WASHINGTON — A new national poll shows Rick Santorum with a nine-point lead over Mitt Romney among Republican voters heading into Wednesday night’s Republican primary debate in Arizona.

Romney and Santorum remain in a near dead heat with President Barack Obama, who barely edges them out in a general election match-up, according to the survey released Wednesday by the Quinnipiac Polling Institute. Romney is slightly closer than Santorum when paired against the incumbent president, lagging only two points behind Obama.

In the GOP field, Newt Gingrich and Ron Paul trail the frontrunners with with 14 percent and 11 percent, respectively.

And in a hypothetical two-man race, Santorum’s lead polling lead widens, 50 percent to Romney’s 37 percent.

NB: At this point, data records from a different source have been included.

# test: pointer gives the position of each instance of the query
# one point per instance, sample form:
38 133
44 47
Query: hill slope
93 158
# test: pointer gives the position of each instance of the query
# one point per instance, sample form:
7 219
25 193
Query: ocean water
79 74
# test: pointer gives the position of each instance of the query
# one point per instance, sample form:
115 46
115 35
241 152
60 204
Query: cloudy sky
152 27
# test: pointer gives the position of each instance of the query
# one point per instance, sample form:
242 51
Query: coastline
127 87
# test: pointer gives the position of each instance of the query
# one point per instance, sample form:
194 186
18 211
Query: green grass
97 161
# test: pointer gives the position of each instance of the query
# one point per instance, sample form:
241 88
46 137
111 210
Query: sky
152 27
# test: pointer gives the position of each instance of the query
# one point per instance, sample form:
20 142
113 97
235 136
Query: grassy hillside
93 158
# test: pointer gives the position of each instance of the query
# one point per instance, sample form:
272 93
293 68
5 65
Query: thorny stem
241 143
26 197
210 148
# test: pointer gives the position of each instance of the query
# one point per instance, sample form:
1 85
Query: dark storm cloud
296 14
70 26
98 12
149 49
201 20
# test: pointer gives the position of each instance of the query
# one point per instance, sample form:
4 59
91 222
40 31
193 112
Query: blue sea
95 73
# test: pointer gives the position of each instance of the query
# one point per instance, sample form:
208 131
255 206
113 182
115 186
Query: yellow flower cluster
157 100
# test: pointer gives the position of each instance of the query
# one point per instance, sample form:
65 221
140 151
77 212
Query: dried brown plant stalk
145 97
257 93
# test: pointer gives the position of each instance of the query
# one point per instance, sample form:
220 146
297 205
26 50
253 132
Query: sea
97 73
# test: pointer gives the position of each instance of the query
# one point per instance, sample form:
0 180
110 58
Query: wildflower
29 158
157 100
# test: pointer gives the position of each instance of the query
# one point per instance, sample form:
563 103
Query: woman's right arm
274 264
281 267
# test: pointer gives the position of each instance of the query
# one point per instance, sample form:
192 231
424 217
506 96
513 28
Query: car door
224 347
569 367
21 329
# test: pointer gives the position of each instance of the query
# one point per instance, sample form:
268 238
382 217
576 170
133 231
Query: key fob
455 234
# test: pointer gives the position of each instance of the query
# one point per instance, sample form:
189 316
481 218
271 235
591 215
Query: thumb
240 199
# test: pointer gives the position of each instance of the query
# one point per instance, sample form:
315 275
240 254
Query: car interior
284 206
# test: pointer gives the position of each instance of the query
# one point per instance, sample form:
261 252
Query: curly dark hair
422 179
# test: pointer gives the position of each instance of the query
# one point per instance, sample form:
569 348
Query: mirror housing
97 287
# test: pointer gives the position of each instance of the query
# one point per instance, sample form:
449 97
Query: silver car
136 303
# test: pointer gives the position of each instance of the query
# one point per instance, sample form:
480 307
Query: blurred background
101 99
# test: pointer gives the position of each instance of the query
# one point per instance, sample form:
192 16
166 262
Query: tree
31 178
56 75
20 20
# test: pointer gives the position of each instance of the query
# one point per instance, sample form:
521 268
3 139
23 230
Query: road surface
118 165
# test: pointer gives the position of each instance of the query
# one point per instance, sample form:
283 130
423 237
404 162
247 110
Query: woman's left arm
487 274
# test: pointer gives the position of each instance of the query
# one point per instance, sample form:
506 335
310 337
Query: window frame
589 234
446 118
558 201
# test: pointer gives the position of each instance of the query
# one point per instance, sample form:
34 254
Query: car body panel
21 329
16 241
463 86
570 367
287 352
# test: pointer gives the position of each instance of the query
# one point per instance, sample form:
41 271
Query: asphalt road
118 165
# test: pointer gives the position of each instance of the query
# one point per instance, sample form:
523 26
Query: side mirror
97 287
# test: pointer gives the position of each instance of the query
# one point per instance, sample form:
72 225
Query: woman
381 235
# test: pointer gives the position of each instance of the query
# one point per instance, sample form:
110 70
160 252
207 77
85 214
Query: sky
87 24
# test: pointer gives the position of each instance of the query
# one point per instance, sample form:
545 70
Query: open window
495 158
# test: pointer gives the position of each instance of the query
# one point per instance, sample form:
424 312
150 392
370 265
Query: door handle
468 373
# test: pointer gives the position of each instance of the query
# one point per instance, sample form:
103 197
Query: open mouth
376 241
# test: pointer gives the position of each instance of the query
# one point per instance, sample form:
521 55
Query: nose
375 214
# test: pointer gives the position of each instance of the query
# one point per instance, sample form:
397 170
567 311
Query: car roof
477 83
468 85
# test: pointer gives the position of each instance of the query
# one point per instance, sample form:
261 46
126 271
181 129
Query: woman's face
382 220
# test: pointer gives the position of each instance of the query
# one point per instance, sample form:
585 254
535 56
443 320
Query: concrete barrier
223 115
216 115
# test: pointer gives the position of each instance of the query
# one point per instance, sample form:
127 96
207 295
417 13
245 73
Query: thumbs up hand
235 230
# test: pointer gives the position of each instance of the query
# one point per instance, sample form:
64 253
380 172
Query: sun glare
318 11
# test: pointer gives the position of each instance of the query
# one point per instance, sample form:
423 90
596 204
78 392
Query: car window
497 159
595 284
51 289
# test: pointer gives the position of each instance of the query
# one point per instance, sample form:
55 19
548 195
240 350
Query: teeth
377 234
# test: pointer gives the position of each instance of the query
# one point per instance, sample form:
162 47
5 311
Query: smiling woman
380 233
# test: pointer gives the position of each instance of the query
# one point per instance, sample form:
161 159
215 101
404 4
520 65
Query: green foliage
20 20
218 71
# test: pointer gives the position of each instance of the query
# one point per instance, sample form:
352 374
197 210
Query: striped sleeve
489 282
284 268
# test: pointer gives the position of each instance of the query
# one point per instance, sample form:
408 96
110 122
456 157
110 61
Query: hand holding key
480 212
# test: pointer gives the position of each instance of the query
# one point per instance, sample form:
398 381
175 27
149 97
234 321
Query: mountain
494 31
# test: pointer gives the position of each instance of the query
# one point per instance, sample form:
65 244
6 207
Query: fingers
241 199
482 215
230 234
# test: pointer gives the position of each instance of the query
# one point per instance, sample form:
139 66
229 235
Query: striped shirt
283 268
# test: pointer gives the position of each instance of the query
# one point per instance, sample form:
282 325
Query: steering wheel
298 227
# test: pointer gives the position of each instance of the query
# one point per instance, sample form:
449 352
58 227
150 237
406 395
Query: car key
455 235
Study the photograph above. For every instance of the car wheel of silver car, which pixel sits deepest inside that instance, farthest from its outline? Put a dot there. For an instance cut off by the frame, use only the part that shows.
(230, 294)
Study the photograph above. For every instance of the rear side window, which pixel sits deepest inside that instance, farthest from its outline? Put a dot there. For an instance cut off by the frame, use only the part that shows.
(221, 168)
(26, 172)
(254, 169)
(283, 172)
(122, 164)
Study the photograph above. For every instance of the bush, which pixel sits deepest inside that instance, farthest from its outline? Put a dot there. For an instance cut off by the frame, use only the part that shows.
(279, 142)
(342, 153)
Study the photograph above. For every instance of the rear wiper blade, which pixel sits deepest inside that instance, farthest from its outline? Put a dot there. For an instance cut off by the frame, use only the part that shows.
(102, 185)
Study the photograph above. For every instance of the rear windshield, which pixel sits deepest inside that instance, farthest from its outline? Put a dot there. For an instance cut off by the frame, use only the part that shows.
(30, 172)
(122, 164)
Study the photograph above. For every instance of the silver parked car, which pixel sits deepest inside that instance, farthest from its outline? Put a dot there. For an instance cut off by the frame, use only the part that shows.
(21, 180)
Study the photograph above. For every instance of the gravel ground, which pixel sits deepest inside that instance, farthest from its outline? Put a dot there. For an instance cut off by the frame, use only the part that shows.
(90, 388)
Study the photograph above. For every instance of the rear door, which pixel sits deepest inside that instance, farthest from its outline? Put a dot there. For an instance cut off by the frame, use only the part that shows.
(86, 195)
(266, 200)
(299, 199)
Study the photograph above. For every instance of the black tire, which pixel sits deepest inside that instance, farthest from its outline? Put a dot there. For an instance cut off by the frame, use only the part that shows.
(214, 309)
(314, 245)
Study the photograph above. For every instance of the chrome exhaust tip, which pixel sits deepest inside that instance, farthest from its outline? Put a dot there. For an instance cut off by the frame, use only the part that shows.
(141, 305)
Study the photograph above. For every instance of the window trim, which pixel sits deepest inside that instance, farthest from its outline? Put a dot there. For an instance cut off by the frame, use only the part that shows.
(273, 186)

At a news conference Wednesday announcing the results, Quinnipiac Polling Institute Assistant Director Peter Brown called Santorum’s lead “solid but not dramatic.” Brown said he still sees Romney as the GOP frontrunner, mostly due to the former Massachusetts governor’s delegate tally.

“Leads, as we all know this year, have been somewhat ephemeral during campaigns,” Brown told reporters. “They’ve come and gone.”

In the national survey, 48 percent of GOP voters said it would be bad for their party if none of the current candidates win enough delegates to be nominated before the national convention in August. That could force a “brokered convention,” Brown said. If party leaders were to nominate someone not in the primary race, 32 percent prefer New Jersey Gov. Chris Christie, according to the poll.

Brown said the Quinnipiac poll confirms that voters want the primaries to pick their party’s nominee, not convention delegates.

He pointed to Santorum and Romney’s competitiveness in polling against Obama as evidence that a grueling primary season has not yet damaged the GOP brand.

“At this point, at least nationally, all the controversy in the Republican primary does not appear to be hurting the Republican vote as they look towards November,” Brown said.

The four candidates are set to take the stage Wednesday night for their first debate in almost a month at the Mesa Arts Center in Mesa, Ariz. The televised event comes five days before Arizona and Michigan’s primary contests, where Romney and Santorum have been rallying back and forth in state polling.

The Quinnipiac poll, the Hamden, Conn.-based institute’s first national gauge of the GOP primary season, was conducted from Feb. 14 to 20 and surveyed 2,605 registered voters. It has a 1.9 percent margin of error.